Die Planungen zu den nun beschlossenen Maßnahmen fanden in enger Abstimmung zwischen BSB, BASFI, Kita-Trägern, Landeselternausschuss (LEA) und Leitungen der Sozialpädagogischen Fachschulen statt. Sie werden ab dem Schuljahr 2017/18 umgesetzt. Das Hamburger Institut für Berufliche Bildung (HIBB) wird gemeinsam mit den Verantwortlichen in den beruflichen Fachschulen für Sozialpädagogik die Rahmenbedingungen zur Umsetzung der Maßnahmen steuern und gestalten.

Neu ist, dass junge Menschen mit Abitur oder Fachhochschulreife künftig bereits nach einem viermonatigen Sozial-Praktikum in die dreijährige Aus- und Weiterbildung zur Erzieherin oder zum Erzieher einsteigen können. Bisher war dies erst nach einem einjährigen Praktikum möglich. Absolventen des Beruflichen Gymnasiums der Fachrichtung Pädagogik & Psychologie oder der Fachoberschule mit Schwerpunkt Sozialpädagogik können zukünftig sogar direkt die verkürzte zweijährige Erzieherausbildung beginnen.

Neu ist auch, dass Realschüler, die den Ausbildungsgang Sozialpädagogische Assistenz (SPA) absolviert haben, zukünftig direkt und ohne Notenschwelle in die verkürzte zweijährige Erzieherweiterbildung übergehen können. Zusätzlich haben sie die Möglichkeit, während der SPA-Ausbildung die Fachhochschulreife zu erwerben.

Ebenfalls neu ist, dass die SPA-Ausbildung ab dem Schuljahr 2017/18 auch für junge Menschen mit dem Erweiterten Ersten Schulabschluss (ESA) geöffnet wird. Damit sie die bisherigen Ausbildungsstandards erreichen, wird die Ausbildung für diese Gruppe um ein halbes Jahr auf zweieinhalb Jahre verlängert. Damit verbunden sind 480 Stunden mehr Unterricht in Sprache und Kommunikation, Fachenglisch, Mathematik sowie Sozialpädagogischem Handeln. Das zusätzliche Halbjahr ist zugleich ein Probehalbjahr. Unterstützt werden die Schülerinnen und Schüler zusätzlich durch Lernbegleitung und bei Bedarf durch Förderunterricht und Betreuung im Rahmen der Assistierten Ausbildung (ASA). Interessierte können sich jetzt noch für das kommende Schuljahr bewerben. Zentrale Anmeldeschule für SPA-Auszubildende mit ESA ist die Berufliche Schule für Sozialpädagogik – Anna-Warburg-Schule (W 3).

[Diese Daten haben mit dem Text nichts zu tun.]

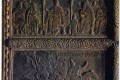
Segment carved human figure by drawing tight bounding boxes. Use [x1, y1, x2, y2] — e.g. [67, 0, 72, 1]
[71, 15, 78, 35]
[68, 59, 79, 80]
[79, 11, 91, 34]
[95, 9, 106, 34]
[25, 0, 42, 34]
[12, 0, 26, 34]
[86, 0, 97, 35]
[48, 0, 64, 35]
[77, 61, 99, 80]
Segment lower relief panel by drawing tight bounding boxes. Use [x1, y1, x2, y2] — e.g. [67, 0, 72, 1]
[13, 50, 105, 80]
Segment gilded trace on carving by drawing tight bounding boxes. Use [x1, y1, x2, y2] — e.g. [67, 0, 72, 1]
[12, 0, 107, 36]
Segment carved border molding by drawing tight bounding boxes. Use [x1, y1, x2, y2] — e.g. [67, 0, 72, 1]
[2, 0, 119, 80]
[9, 38, 114, 50]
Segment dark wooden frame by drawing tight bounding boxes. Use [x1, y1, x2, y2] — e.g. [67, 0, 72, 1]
[2, 0, 119, 80]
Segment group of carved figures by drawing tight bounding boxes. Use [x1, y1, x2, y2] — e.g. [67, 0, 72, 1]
[17, 52, 100, 80]
[12, 0, 106, 35]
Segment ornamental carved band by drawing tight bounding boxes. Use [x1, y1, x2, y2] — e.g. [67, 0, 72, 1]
[2, 0, 118, 80]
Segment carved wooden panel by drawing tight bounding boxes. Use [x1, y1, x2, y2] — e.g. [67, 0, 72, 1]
[2, 0, 118, 80]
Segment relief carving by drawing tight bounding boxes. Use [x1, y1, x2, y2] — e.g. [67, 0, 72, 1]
[14, 51, 104, 80]
[12, 0, 107, 36]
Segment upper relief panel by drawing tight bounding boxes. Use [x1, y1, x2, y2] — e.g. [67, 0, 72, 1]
[12, 0, 107, 37]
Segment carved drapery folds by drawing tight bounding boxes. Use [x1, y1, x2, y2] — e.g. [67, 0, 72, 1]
[12, 0, 107, 36]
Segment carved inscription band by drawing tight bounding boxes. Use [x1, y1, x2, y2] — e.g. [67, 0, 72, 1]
[9, 38, 114, 49]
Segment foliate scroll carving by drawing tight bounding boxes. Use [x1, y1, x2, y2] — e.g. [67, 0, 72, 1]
[12, 0, 107, 36]
[9, 38, 114, 49]
[13, 51, 105, 80]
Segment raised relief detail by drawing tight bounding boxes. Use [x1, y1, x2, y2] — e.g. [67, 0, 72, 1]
[13, 51, 104, 80]
[12, 0, 107, 36]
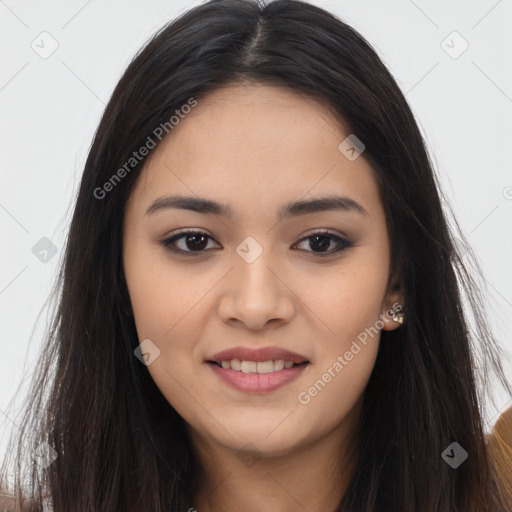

Zum August 2017 startet zudem die Staatliche Fachschule für Sozialpädagogik – Fröbelseminar (FSP 1) erstmals mit der zweijährigen Fachschule für Heilerziehungspflege und ergänzt damit das bestehende private Bildungsangebot. Bewerbungen sind direkt bei der FSP 1 seit dem 1. Februar 2017 möglich. Die Schule wird voraussichtlich mit zunächst zwei Klassen starten. Staatlich anerkannte Heilerziehungspflegerinnen und -pfleger arbeiten in multiprofessionellen Teams unter anderem in Kindertageseinrichtungen und betreuen dort Kinder mit besonderem Unterstützungsbedarf.